Not Euphoric, But Something

In the last year, I feel like becoming a part of DHM has taught me to be more mindful and what it really means to be aware of what is going on in my day to day life, as well as the outside world. Now that I am a student in wicked problems, I get to learn how truly make it a part of my life and how to fulfill it. For example, through meditation. When I was a senior in high school, I had a friend that had started meditating and they suggested that I try it. I did a very small amount of research and maybe meditated 5 times, but never got the same “euphoric” feeling that they would tell me about. So, I decided to stop and thought maybe it was not for everyone. This last week was the first time I had meditated in 2 or 3 years and I do not know that I got a euphoric feeling, but I definitely got something out of it. Especially from the loving kindness meditation.
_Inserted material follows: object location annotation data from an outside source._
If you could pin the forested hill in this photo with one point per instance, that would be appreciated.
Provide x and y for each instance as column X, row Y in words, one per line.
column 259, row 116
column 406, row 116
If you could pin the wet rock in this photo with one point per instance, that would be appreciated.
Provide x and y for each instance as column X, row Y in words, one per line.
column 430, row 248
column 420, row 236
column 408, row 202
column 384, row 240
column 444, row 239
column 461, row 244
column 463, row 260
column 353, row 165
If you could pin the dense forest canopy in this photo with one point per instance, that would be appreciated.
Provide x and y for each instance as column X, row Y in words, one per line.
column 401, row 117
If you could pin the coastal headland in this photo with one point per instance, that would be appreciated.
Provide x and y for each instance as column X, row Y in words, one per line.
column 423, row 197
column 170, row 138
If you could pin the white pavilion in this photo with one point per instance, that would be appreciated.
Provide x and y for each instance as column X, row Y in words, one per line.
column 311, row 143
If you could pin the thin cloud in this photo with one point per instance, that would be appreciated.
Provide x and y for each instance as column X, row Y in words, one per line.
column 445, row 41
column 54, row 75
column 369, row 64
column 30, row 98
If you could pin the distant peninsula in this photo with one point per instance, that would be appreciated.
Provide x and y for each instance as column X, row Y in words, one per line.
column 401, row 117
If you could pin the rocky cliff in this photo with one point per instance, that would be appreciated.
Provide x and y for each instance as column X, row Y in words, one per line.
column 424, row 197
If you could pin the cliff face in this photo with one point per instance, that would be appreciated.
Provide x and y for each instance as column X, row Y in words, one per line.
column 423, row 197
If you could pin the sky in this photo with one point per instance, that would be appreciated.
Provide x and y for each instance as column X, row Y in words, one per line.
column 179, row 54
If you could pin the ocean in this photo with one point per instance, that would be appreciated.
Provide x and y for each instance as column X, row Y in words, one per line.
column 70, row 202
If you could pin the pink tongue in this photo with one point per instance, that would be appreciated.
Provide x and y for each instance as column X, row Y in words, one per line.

I consider myself to be a pretty forgiving person and it is easy for me to tell someone that I am sorry and I will work on whatever I may have done wrong. Having that said, there is a specific someone that I have not been able to forgive in my life and it is difficult for me to let go of the anger I have. It can be very emotionally draining or just really annoying to have a perfect day and then they pop up and bring my mood down. During the loving kindness meditation, when we had to wish that someone who we were not very fond of was happy and healthy, and we focused on them for a few minutes, I felt myself kind of forgiving that person. Or just in that moment in time, for the first time in a long time, the thought of their name did not make my day dull. I really appreciated this moment because I sometimes get angry with myself for having trouble with being less forgiving in this situation and have what I believe to be reasonable answers as to why I cannot seem to forgive this person. It is still just frustrating to carry it around all the time and to get a small break through meditation was 100% worth it to me. Even though my unforgiving feeling came back, I now know how to catch a break or hopefully work my way to forgiving.
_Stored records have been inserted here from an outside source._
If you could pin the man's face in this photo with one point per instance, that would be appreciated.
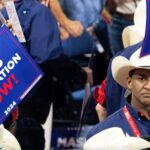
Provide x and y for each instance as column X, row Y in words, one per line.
column 139, row 85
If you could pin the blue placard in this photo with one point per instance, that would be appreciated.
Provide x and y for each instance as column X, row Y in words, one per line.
column 18, row 72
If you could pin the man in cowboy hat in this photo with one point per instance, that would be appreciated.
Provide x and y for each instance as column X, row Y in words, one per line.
column 134, row 75
column 110, row 97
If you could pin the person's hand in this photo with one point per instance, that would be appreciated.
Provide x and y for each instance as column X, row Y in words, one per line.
column 101, row 112
column 63, row 33
column 9, row 25
column 75, row 28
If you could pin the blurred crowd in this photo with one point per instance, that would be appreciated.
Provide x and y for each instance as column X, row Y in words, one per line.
column 73, row 42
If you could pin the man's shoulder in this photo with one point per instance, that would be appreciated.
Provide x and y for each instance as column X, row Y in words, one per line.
column 111, row 121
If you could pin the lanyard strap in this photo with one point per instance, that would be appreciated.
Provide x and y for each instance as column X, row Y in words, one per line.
column 131, row 122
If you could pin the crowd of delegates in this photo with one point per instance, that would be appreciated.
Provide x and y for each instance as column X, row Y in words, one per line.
column 54, row 34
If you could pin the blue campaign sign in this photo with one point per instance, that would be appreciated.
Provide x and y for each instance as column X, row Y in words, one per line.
column 18, row 72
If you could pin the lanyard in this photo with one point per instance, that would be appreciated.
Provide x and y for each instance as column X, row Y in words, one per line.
column 131, row 122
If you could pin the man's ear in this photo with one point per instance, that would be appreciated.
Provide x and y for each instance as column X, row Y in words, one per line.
column 129, row 83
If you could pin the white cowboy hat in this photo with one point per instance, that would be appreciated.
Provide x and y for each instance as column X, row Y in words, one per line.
column 121, row 66
column 7, row 140
column 114, row 139
column 135, row 33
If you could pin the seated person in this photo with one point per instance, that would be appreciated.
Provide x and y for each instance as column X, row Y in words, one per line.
column 111, row 95
column 134, row 117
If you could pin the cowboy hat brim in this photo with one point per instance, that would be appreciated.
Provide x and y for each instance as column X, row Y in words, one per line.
column 121, row 66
I have heard the word paradigm pretty often in the last year, but did not know how to apply that word to my everyday life until this past Thursday. Paradigms are our beliefs, our own personal filters, our values, ad our experiences. Our taking sides assignment helped me be able to better understand this term. After our discussion in class, I used my own experiences and really thought about my reading on the “no” argument side and applied it to my everyday life. I do believe we are in a consumer culture, because if I am being honest here, the consumer culture is a big piece of who I am today. I can easily say I have a shopping problem and I buy groceries that I forget about and never get to eat so, I go buy food instead. I am more mindful of it now, but growing up, I was not taught against consumerism, I was taught to participate in it. Now that I know more, I try to talk to my friends and parents about it so that they can be more aware and to hear their opinions.

I think what really gets me today is the media. I can easily say that I rely so heavily on the media to get information or even to find clothes and here and there, there’s an advertisement for this new swimsuit that just came in style and I can get it with free shipping. If the swimsuit is $80 plus shipping I cannot do it but without I am sold. It truly is not a huge difference but everyone on social media is buying it and I was taught to be a consumer. I feel like media gives you that “it’s what everyone else is doing” feel and they know you will jump on the bandwagon. What I got out of my reading was that maybe we should use paradigms to reinforce our sustainable life choices other than institutions and technology. I’m not necessarily sure how we would be able to fulfill this at this point, but I do think that educating everyone and especially younger people can possibly make a difference. I know personally that since coming to OSU, I have become more mindful and all it took was the education I am currently receiving.